How to aggregate over multiple variables

I have some data which has the columns company, amount of donation and party.

I want to have a new list where for each company the sum of donated money, for each party, is listed.

So far I know how to aggregate the "amount" column, if I only have one company

df <- df %>% filter(company == "c1" ) %>% select(amount, party)

test<-aggregate(df$amount, by=list(party=a$party), FUN=sum)

Is there a way not to use a loop function for every company?

Thanks for helping

2 answers

  • answered 2019-11-08 13:59 Wolfgang Arnold

    To extend what Jonny commented - here's an example that may go into right direction:

    library(tidyverse)
    
    df <- tibble(company = rep(letters[1:3],4),
            donation = runif(12, min = 1, max = 100),
            party = rep(LETTERS[25:26], 6))
    
     df %>% group_by(company, party) %>% summarize(donation = sum(donation))
    

  • answered 2019-11-08 15:15 ShahidAziz

    Use the package sqldf, dplyr

    If I understood your question correctly, this is one way you could do it if there are not many companies.

    I am calling the original table TB1 First assign each company a unique ID.

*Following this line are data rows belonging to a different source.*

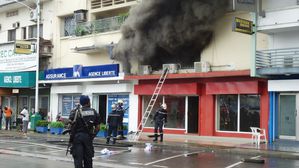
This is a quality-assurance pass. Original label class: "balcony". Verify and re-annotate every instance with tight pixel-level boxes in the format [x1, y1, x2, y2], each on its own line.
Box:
[71, 16, 127, 36]
[256, 48, 299, 75]
[258, 5, 299, 33]
[90, 0, 138, 13]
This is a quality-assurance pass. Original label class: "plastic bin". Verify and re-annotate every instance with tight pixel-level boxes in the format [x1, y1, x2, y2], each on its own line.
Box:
[30, 113, 42, 130]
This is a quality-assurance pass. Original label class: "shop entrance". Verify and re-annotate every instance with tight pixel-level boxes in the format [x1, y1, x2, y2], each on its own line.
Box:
[187, 96, 199, 133]
[98, 95, 107, 124]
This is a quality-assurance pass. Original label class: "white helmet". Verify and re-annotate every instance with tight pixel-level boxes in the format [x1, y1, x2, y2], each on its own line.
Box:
[117, 99, 124, 104]
[161, 103, 167, 110]
[111, 104, 116, 110]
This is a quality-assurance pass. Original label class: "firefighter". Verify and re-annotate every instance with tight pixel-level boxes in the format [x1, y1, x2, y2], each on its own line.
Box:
[69, 95, 99, 168]
[106, 104, 120, 144]
[153, 103, 167, 142]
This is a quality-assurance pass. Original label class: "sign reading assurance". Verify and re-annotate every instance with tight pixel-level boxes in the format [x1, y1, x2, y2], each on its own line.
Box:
[44, 64, 119, 80]
[233, 17, 253, 35]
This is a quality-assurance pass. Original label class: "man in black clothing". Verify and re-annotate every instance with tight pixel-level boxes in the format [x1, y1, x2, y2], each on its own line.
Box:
[106, 104, 120, 144]
[69, 95, 99, 168]
[153, 104, 167, 142]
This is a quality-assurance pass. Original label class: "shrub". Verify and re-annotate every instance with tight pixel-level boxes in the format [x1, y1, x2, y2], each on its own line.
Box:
[36, 120, 49, 127]
[50, 121, 64, 128]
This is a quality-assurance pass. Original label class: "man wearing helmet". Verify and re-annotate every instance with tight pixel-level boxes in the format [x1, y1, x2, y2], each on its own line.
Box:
[69, 95, 99, 168]
[106, 104, 120, 144]
[153, 103, 167, 142]
[116, 99, 125, 139]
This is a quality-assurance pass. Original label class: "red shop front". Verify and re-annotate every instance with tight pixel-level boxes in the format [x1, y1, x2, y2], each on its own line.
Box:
[127, 71, 269, 138]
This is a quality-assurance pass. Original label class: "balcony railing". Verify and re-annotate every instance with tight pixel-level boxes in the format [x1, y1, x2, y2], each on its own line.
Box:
[256, 48, 299, 68]
[91, 0, 138, 9]
[71, 16, 127, 36]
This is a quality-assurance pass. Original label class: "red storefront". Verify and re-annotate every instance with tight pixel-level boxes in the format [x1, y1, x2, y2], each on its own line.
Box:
[126, 70, 269, 138]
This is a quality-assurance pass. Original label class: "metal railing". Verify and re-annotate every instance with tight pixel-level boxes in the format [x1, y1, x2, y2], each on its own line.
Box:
[71, 16, 128, 36]
[256, 48, 299, 69]
[91, 0, 138, 9]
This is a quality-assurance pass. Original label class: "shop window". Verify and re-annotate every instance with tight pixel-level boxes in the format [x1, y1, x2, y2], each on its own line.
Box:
[143, 96, 186, 129]
[217, 95, 260, 132]
[59, 95, 80, 116]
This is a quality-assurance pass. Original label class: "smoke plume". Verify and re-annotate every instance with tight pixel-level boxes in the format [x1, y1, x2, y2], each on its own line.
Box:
[113, 0, 227, 72]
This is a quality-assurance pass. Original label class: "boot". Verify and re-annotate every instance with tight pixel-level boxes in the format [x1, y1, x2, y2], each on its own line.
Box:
[153, 134, 158, 142]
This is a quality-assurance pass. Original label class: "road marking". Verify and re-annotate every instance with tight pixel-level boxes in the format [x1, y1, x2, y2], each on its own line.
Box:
[144, 151, 202, 166]
[225, 156, 261, 168]
[153, 165, 168, 168]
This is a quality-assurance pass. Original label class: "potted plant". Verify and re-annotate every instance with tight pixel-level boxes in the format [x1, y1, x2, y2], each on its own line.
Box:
[35, 120, 49, 133]
[97, 123, 107, 137]
[50, 121, 64, 135]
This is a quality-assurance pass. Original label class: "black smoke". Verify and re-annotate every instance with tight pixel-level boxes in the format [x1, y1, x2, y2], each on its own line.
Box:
[113, 0, 227, 72]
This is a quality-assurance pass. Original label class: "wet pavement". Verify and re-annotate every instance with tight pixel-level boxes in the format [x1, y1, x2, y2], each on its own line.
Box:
[0, 131, 299, 168]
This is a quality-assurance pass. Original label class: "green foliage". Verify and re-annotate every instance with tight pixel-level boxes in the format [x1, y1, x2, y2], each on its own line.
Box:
[50, 121, 64, 128]
[36, 120, 49, 127]
[100, 123, 107, 131]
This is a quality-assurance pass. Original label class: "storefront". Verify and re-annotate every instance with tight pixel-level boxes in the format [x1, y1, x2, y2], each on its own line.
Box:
[40, 64, 138, 130]
[268, 79, 299, 141]
[127, 71, 269, 138]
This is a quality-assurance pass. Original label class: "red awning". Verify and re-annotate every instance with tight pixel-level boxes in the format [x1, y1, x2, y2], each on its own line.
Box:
[206, 81, 259, 94]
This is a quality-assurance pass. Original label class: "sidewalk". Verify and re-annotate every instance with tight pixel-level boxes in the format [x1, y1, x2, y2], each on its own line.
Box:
[0, 130, 299, 159]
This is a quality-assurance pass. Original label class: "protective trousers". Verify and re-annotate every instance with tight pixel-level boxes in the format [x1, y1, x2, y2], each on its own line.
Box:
[72, 132, 94, 168]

    TB1$ID <- group_indices(TB1$Company) Columns in TB1 are Company, Donation, Party,ID

    sqldf(" SELECT a.Party, CompanyOne.Donation, CompanyTwo.Donation
        FROM TB1 a LEFT OUTER JOIN
    (Select sum(Donation) as CompanyOneDonation, Party
    FROM TB1  a
    WHERE Company = (CompanyOne)
    GROUP BY PARTY, COMPANY) as CompanyOne ON a.ID = CompanyOne.ID
    LEFT OUTER JOIN
     (Select  sum(Donation) as CompanyTwoDonation, Party
    FROM TB1 
    WHERE Company = (CompanyTwo)
    GROUP BY PARTY, COMPANY) as CompanyTwo ON CompanyTwo.ID = CompanyOne.ID
    GROUP BY a.Party
    ")
    

    Please let me know if this works for you.